Ideas in Things

Reviewed by Dougal McNeill

Schitt’s Creek streams on Netflix here in New Zealand, but I have a hard time convincing friends that it is Canadian and not American content. Stevie’s fear of a single life in Saskatchewan—to me an evocative aside—carries no argumentative weight with my doubters; special pleading for what Stephen Henighan asked for in the “commitment to local detail” is under-read by consumers used to reading, in this other settler colony with a more powerful neighbour, the unspecified as American.

A better approach to understanding this simultaneously Canadian-produced and globally consumed product, suggest the essays in Gillian Roberts’ thoughtful and wide-ranging edited collection, would be to eschew content analysis for a focus on the mechanics, economics, and methods of television production and distribution. The book’s contributors, Roberts tells us, examine

what actually happens in cross-border cultural production and consumption by tracing the cross-border movements of cultural objects, some of which are conventionally understood and circulated as Canadian, and some as American.

Rather than focusing on the battles over provenance that animated earlier nationalisms, these essays pay attention to what is generative in the many crossings cultural products make, from development to circulation, between Canadian and American spaces. What happens to Canadian romance novels, and to their writers, as they negotiate an American market accustomed to seeing itself as the universal audience? How do Canadian media workers operate as part of the “international pit crew” in the digital effects industry? What do the inscriptions and images of the Underground Railroad Monument in Detroit and Windsor reveal about how race and racism are acknow-ledged, or deflected, in state narratives of Canadian identity? These are just some of the questions prompted by the collection’s varied, lively chapters.

Reading Between the Borderlines works in the best traditions of cultural studies, bringing the skills of attentive close reading and literary analysis to unexpected, but significant, objects. No ideas but in things! Michael Stamm’s fascinating chapter on the politics of content and the Chicago Tribune starts not with text but with trees, and follows the “lifecycle of a printed text” from Canadian forest to Chicago breakfast table. Similarly, Richard Sutherland’s chapter on music corrects the scholarly focus on “the nationality of musical content” by exploring the “(largely industrial) means by which it circulates.” The Canadian recording industry has been, he points out, for most of its existence “a manufacturing industry.” Alyssa MacLean’s work on the Black open letter shows how the border “facilitated” transformations in Black agency and action.

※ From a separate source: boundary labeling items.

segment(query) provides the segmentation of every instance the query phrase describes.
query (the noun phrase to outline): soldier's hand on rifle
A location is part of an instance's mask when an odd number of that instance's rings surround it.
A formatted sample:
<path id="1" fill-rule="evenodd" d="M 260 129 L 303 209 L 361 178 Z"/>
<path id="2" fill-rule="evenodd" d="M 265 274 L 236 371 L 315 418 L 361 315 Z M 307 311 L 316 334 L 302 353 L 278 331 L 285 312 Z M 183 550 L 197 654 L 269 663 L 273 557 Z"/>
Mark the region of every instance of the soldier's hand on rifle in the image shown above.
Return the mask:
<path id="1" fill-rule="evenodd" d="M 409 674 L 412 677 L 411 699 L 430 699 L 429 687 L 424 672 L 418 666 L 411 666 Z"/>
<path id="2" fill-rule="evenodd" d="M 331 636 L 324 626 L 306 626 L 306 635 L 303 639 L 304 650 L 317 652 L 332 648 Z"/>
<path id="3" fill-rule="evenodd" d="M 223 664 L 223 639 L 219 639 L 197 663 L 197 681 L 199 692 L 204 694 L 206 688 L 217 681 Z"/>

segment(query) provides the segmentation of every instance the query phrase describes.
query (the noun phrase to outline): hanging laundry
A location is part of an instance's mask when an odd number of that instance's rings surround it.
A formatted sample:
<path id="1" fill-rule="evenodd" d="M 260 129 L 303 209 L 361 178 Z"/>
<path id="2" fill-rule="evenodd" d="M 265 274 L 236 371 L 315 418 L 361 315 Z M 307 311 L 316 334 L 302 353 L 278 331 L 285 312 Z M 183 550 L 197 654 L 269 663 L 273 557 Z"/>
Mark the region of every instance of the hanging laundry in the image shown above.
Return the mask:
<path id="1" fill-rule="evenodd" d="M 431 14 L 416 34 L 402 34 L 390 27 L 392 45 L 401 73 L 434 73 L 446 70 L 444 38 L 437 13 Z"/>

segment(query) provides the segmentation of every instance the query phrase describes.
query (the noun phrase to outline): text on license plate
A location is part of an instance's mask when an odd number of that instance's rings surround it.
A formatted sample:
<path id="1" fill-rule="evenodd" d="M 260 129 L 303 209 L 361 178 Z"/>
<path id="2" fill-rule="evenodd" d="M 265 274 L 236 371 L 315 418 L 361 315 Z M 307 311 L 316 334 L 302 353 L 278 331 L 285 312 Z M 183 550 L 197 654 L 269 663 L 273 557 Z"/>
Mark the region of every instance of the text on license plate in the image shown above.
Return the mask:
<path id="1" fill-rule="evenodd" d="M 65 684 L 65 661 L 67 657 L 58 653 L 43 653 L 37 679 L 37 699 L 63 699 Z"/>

The result of a 2014 conference in England, Reading Between the Borderlines reads as a moment preserved rather than dated. Its chapters circle back on the project and assumptions of Harper’s Conservative government, giving them an eerie relevance. In the Trump era, early-century enthusiasms over globalization and cosmopolitanism feel more distant than ongoing battles over racialized subjects, exclusions, and fears. Canada’s recent past tells us something about America’s present.